Is an expensive shopping spree the only pepper-upper available? Not necessarily, says floral designer Gwen Martin of Sewickley’s Sugar Flowers and Leaves. Instead, consider reviving your décor and extending its life with simple things found close to home, including live flowers you can easily replace throughout the season.
Holiday Decorations with Gwen Martin
“Start shopping in your own backyard,” says Gwen, who follows her own advice. At her sprawling historic home, she uses cuttings from surrounding evergreens along with foraged pinecones and interesting twigs sprayed gold as the foundation for stunning holiday display.
This all-natural approach to holiday decorations provides the backdrop for decorated mantels, archways, tables, and staircases. Then Gwen adds pops of color—festive hues of fresh roses, cyclamen, orchids, or hellebores, all easily snagged at Trader Joe’s or Whole Foods or at the local florist. Figurines and vintage ornaments coexist as eye candy. And when the blooms start drooping, a trip to your preferred floral provisioner provides a quick fix.

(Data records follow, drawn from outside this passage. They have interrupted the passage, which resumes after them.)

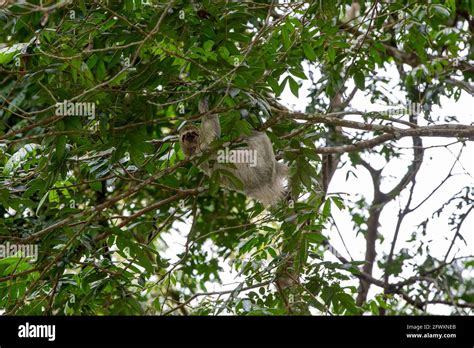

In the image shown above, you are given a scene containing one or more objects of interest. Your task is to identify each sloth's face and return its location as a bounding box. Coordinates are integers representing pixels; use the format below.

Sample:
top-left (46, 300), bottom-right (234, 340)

top-left (180, 127), bottom-right (199, 156)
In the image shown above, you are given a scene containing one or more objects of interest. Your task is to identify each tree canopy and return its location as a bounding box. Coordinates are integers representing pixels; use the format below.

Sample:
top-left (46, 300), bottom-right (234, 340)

top-left (0, 0), bottom-right (474, 315)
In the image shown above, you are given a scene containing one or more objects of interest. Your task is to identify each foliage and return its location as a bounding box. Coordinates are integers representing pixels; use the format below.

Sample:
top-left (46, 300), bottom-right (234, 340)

top-left (0, 0), bottom-right (474, 315)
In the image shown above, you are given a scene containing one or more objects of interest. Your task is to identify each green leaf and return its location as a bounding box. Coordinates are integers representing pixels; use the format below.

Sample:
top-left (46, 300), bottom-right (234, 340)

top-left (302, 43), bottom-right (316, 62)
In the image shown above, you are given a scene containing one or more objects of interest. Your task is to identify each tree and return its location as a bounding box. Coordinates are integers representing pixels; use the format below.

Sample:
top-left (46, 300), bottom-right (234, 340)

top-left (0, 0), bottom-right (474, 315)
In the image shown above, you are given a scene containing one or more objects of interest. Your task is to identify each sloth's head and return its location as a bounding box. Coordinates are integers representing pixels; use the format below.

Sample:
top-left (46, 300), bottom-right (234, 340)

top-left (179, 125), bottom-right (199, 157)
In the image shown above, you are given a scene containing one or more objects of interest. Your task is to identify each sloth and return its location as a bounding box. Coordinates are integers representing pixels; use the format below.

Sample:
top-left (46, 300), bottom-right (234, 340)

top-left (179, 98), bottom-right (288, 206)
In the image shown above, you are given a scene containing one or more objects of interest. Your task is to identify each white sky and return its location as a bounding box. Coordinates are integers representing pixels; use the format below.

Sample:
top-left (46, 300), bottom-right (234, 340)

top-left (164, 61), bottom-right (474, 314)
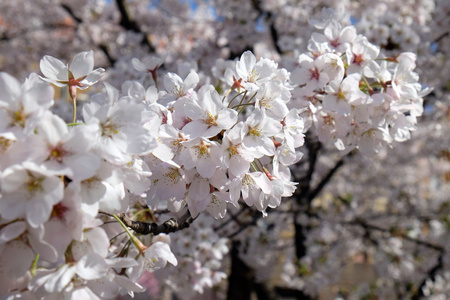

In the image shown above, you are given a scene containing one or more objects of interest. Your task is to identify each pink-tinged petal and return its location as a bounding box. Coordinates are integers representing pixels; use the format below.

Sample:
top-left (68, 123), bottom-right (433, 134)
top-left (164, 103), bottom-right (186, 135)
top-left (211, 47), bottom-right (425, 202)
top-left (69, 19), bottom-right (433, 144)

top-left (183, 99), bottom-right (208, 120)
top-left (75, 253), bottom-right (108, 280)
top-left (84, 227), bottom-right (109, 257)
top-left (39, 55), bottom-right (69, 84)
top-left (80, 68), bottom-right (105, 90)
top-left (1, 165), bottom-right (28, 193)
top-left (0, 241), bottom-right (34, 279)
top-left (203, 126), bottom-right (222, 138)
top-left (216, 108), bottom-right (238, 129)
top-left (69, 50), bottom-right (94, 79)
top-left (228, 155), bottom-right (250, 176)
top-left (42, 176), bottom-right (64, 205)
top-left (0, 72), bottom-right (22, 106)
top-left (164, 73), bottom-right (183, 94)
top-left (64, 153), bottom-right (101, 181)
top-left (181, 121), bottom-right (209, 139)
top-left (0, 221), bottom-right (27, 245)
top-left (26, 199), bottom-right (53, 228)
top-left (236, 51), bottom-right (256, 79)
top-left (44, 264), bottom-right (75, 293)
top-left (40, 77), bottom-right (67, 87)
top-left (248, 172), bottom-right (272, 194)
top-left (197, 159), bottom-right (216, 178)
top-left (152, 143), bottom-right (174, 162)
top-left (183, 71), bottom-right (200, 92)
top-left (144, 242), bottom-right (178, 271)
top-left (28, 226), bottom-right (59, 263)
top-left (105, 257), bottom-right (138, 269)
top-left (114, 276), bottom-right (145, 293)
top-left (38, 114), bottom-right (69, 146)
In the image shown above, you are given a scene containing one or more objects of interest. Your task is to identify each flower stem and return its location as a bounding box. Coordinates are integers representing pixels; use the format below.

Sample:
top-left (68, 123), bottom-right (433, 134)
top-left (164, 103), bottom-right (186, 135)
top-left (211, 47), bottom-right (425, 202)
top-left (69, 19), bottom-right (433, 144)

top-left (112, 214), bottom-right (147, 253)
top-left (30, 253), bottom-right (39, 276)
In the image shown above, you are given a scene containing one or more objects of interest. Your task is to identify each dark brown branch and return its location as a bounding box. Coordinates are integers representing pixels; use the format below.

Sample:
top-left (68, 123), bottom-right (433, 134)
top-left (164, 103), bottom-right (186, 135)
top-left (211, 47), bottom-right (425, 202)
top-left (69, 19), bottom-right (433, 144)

top-left (412, 250), bottom-right (445, 300)
top-left (344, 219), bottom-right (444, 252)
top-left (116, 0), bottom-right (155, 52)
top-left (252, 0), bottom-right (282, 54)
top-left (308, 157), bottom-right (344, 201)
top-left (117, 211), bottom-right (194, 235)
top-left (61, 4), bottom-right (83, 24)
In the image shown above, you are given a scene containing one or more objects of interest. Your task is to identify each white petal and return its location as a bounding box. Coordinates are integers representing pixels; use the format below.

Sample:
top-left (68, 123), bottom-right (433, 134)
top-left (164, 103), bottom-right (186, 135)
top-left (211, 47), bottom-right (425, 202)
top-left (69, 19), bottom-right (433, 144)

top-left (39, 55), bottom-right (69, 83)
top-left (80, 68), bottom-right (105, 89)
top-left (69, 50), bottom-right (94, 79)
top-left (0, 221), bottom-right (27, 244)
top-left (75, 253), bottom-right (108, 280)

Gwen uses tall flowers in sparkly or brightly colored vases to dress up her mantels and tables or even as stand-alone decorations on the floor. She intersperses smaller flowers, hidden in glass containers or water tubes, among the garlands. If you don’t feel like spraying the greens, it’s okay to buy artificial, she says: “I’m not afraid to mix real and fake. A live garland has a life of only a week and a half.”
Creativity in the Home
Gwen’s mother, an interior designer, fueled her creativity, and her father, a chemical engineer, inspired her to look to nature for decorations. Her first career, in printing, sparked a love of color. She helped a few close friends with wedding flowers but didn’t get serious about design until her husband David’s job took the family, including Chase and Sloane, now 16 and 20, to China for three years. There, with time on her hands, she studied up and designed her first big wedding—in purple, she recalls.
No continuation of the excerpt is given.